PROTOCOLES DE COOPÉRATION : LA HAS VEUT PASSER À LA VITESSE SUPÉRIEURE - Ma revue n° 044 du 01/05/2024 | Espace Infirmier
 

L'infirmière n° 044 du 01/05/2024

 

ACTUALITÉS

POLITIQUE PUBLIQUE

Laure Martin  

La Haute Autorité de santé (HAS) a rendu publique, mi-mars, sa position sur la mise en œuvre des protocoles de coopération et le partage des tâches entre professionnels de santé. Elle appelle à une accélération de leur déploiement pour élargir et améliorer la prise en charge des patients.

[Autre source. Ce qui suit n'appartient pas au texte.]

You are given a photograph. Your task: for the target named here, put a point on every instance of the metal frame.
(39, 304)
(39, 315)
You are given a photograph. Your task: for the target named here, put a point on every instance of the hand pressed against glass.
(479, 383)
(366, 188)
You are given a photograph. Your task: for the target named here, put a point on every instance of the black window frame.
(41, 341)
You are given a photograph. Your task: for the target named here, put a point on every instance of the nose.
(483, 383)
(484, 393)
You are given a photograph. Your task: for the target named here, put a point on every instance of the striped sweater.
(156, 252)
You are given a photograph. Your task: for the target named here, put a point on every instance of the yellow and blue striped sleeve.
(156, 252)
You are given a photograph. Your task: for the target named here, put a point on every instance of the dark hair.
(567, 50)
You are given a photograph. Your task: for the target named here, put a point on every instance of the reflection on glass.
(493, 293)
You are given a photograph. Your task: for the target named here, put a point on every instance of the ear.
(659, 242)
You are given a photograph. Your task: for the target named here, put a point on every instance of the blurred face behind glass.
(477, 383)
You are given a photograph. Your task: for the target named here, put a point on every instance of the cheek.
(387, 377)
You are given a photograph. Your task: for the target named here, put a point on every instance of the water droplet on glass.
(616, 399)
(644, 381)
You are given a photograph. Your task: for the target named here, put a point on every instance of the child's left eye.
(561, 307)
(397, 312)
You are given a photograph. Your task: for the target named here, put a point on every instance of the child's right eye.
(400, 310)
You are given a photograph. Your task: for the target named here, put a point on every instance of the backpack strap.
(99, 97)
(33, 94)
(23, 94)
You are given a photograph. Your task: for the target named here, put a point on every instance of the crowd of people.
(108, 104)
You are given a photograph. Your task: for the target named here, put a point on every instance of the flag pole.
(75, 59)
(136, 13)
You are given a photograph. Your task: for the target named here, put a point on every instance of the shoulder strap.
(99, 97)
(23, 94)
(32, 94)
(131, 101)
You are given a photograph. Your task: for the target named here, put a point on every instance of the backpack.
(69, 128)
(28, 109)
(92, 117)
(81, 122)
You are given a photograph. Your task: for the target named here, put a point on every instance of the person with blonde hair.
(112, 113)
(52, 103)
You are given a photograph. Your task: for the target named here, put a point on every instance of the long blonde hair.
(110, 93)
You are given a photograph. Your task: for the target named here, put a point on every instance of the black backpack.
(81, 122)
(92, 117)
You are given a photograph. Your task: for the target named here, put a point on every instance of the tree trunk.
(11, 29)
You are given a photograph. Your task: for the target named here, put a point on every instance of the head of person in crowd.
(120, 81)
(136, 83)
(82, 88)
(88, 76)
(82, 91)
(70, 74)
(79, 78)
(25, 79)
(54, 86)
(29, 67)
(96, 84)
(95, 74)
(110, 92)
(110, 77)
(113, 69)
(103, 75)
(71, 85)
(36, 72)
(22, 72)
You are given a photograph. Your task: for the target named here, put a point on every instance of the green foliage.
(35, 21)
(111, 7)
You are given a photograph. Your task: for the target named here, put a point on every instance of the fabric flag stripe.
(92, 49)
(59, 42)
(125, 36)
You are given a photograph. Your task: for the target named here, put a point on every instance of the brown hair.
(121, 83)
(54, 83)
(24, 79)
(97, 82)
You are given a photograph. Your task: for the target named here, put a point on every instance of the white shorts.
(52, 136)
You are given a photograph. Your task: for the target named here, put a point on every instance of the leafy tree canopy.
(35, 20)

Les protocoles de coopération permettent à des professionnels de santé - notamment des infirmiers - travaillant en équipe d’opérer entre eux des transferts d’activités ou d’actes en réorganisant leurs modes d’intervention auprès des patients. Déployés depuis 2009, ils visent à atteindre des objectifs variés et complémentaires : réduire les délais d’accès aux soins, renforcer l’attractivité des métiers et améliorer la qualité des services rendus. Fin 2023, 57 protocoles nationaux de coopération étaient autorisés. En 2022, ils ont permis à un peu plus de 400 000 patients de bénéficier de près de 600 millions d’actes délégués. « Ce résultat est d’autant plus remarquable que très peu d’évènements indésirables ont été rapportés (0,12 %) et qu’aucun évènement indésirable grave n’a été déclaré », constate la HAS. S’agissant de la qualité des actes délégués, un peu moins de 40 000 patients (9,1 %) ont été réorientés vers les délégants, dont plus du tiers pour les seuls protocoles d’écho graphie entre radiologues et manipulateurs en électroradiologie médicale. D’autres réorientations sont aussi intervenues, uniquement parce qu’elles étaient prévues aux protocoles.

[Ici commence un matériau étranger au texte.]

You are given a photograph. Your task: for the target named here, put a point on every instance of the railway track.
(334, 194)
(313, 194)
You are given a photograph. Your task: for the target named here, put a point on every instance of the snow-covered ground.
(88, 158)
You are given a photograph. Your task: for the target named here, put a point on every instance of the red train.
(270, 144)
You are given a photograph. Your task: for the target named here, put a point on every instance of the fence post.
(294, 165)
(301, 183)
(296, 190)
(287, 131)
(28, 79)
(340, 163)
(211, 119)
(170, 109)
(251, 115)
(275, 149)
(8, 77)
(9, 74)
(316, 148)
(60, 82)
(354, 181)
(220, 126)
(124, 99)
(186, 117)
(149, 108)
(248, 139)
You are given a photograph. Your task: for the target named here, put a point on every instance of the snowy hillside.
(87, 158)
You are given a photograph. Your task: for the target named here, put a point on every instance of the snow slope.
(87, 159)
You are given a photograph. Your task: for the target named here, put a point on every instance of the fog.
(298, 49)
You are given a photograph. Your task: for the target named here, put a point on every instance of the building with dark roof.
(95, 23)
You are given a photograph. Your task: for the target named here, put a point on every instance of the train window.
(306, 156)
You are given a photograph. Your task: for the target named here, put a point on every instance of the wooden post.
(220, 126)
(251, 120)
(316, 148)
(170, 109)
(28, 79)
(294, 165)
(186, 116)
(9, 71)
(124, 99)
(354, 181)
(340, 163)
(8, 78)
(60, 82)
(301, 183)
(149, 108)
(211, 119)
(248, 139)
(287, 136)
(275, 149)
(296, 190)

Des résultats perfectibles

Malgré ces résultats prometteurs, la HAS estime que cette politique publique doit franchir un nouveau cap. Car, d’après elle, l’application des protocoles de coopération reste très hétérogène. Si certains concernent plusieurs milliers de patients, d’autres n’en impliquent que quelques dizaines. Le nombre de protocoles nationaux reste tout de même « faible », de même que parmi les 106 protocoles locaux autorisés, très peu ont évolué vers une application nationale. Enfin, « des obstacles organisationnels et financiers mettent en échec les progrès attendus », regrette la HAS. À titre d’exemple, vingt-et-un mois après l’avis favorable donné par la Haute Autorité concernant le protocole de coopération entre médecins et infirmiers pour la prise en charge, à domicile, des patients âgés ou en situation de handicap et en difficulté pour se déplacer aux cabinets des médecins, la rémunération du protocole n’était toujours pas fixée. Par ailleurs, les objectifs attendus pour l’amélioration de la prise en charge des patients, l’attractivité des métiers de la santé et les réponses aux tensions sur l’offre de soins ne sont pas atteints, et ce en dépit de « la création des Communautés professionnelles territoriales de santé (CPTS) et des potentialités du numérique en santé, qui offrent des opportunités nouvelles pour des coopérations et des partages de tâches ».

Lever les obstacles

Face à ces constats, la HAS plaide pour que les obstacles recensés soient levés, à commencer par les complexités administratives pour la mise en œuvre des protocoles de coopération. Elle propose d’aménager les procédures sur la base d’un cahier des charges national qu’elle aura élaboré et que les agences régionales de santé (ARS) pourraient appliquer afin d’examiner plus rapidement les demandes de protocoles dans des garanties de sécurité et de qualité conservées.

La HAS estime également que la rémunération à l’acte bloque le développement des coopérations et plaide pour la création d’un forfait de coopération valorisant pour tous les acteurs impliqués. Enfin, elle revendique une évaluation rigoureuse des partages de tâches « afin de garantir la qualité des soins, transmettre les savoirs acquis et guider la réflexion ainsi que les initiatives réglementaires, dans la mesure où ces partages et coopérations sont le plus souvent une première étape avant la modification des décrets de compétences ».